Exactly the same as the hook I posted above, but substitute InputfieldImage for InputfieldFile.

[a-ok]

1 hour ago, Robin S said:

Exactly the same as the hook I posted above, but substitute InputfieldImage for InputfieldFile.

I tried this just as you posted but no such luck... image seemed to upload no problem even though I set 2M and the image was 7M?

[a-ok]

1 hour ago, dragan said:

I would try upgrading to the latest dev version. Ryan mentioned something in his most recent weekly update:

I don't know if this will also be the case for image-fields though; didn't have time to test it out myself...

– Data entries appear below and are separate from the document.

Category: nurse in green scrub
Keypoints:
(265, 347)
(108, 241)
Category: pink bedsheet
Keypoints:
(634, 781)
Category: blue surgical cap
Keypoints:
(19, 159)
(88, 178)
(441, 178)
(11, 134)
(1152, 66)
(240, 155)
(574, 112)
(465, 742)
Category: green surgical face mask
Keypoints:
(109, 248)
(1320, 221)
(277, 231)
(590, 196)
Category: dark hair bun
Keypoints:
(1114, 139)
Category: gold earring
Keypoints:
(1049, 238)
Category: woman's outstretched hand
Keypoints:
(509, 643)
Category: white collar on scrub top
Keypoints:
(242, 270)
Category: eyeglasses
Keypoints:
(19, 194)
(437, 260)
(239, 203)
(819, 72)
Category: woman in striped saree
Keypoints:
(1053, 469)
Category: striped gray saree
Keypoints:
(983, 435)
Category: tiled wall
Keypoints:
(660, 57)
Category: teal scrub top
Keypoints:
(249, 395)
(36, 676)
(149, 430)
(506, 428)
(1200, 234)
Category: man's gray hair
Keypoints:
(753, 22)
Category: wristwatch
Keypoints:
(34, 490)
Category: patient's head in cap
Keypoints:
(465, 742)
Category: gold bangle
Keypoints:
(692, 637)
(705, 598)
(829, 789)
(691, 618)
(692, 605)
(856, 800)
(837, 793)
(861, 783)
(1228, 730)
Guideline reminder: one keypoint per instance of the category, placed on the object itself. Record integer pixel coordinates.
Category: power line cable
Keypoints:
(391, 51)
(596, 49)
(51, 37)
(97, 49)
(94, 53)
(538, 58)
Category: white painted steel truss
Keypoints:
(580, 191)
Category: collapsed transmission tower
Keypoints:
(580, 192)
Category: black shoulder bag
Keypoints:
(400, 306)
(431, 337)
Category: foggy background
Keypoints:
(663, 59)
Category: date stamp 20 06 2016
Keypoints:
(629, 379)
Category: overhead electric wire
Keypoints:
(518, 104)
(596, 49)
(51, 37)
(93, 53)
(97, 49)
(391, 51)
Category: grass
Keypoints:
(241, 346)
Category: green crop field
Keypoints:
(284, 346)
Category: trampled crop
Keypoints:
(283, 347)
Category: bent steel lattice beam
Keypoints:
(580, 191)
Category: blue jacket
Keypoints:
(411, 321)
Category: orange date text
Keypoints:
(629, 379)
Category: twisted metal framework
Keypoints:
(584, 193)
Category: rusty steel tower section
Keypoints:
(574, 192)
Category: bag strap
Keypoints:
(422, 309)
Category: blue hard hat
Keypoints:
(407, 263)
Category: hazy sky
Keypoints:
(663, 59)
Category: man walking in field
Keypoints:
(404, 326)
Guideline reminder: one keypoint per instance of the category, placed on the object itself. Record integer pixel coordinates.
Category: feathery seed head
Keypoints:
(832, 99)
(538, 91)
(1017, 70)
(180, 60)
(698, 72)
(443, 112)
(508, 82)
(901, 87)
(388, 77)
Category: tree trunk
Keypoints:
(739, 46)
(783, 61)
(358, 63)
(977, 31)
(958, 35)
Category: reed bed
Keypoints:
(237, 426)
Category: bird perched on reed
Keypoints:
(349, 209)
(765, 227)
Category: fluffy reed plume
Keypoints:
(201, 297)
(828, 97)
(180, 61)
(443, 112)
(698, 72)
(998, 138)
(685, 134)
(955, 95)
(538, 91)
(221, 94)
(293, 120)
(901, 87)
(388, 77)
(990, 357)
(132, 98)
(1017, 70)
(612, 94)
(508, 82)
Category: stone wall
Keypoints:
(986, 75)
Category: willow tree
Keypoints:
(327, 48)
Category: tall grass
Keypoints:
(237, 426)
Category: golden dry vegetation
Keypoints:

Maybe a combination of this and @Robin S‘s suggestion?

[Robin S]

5 minutes ago, oma said:

I tried this just as you posted but no such luck... image seemed to upload no problem even though I set 2M and the image was 7M?

Working fine here:

$wire->addHookBefore('InputfieldImage::render', function(HookEvent $event) {
	/* @var InputfieldImage $inputfield */
	$inputfield = $event->object;
	if($inputfield->hasField == 'image') {
		$inputfield->setMaxFilesize('2m'); // Set the max file size in bytes or use string like "30m", "2g" "500k"
	}
});

But if you have client-side resizing enabled for the field that will likely interfere with the checking of the filesize before upload.

[a-ok]

11 hours ago, Robin S said:

But if you have client-side resizing enabled for the field that will likely interfere with the checking of the filesize before upload.

It was this ??‍♂️

Much appreciated help here!

P.S Do you know why we can't set a max-file size lower than 2mb?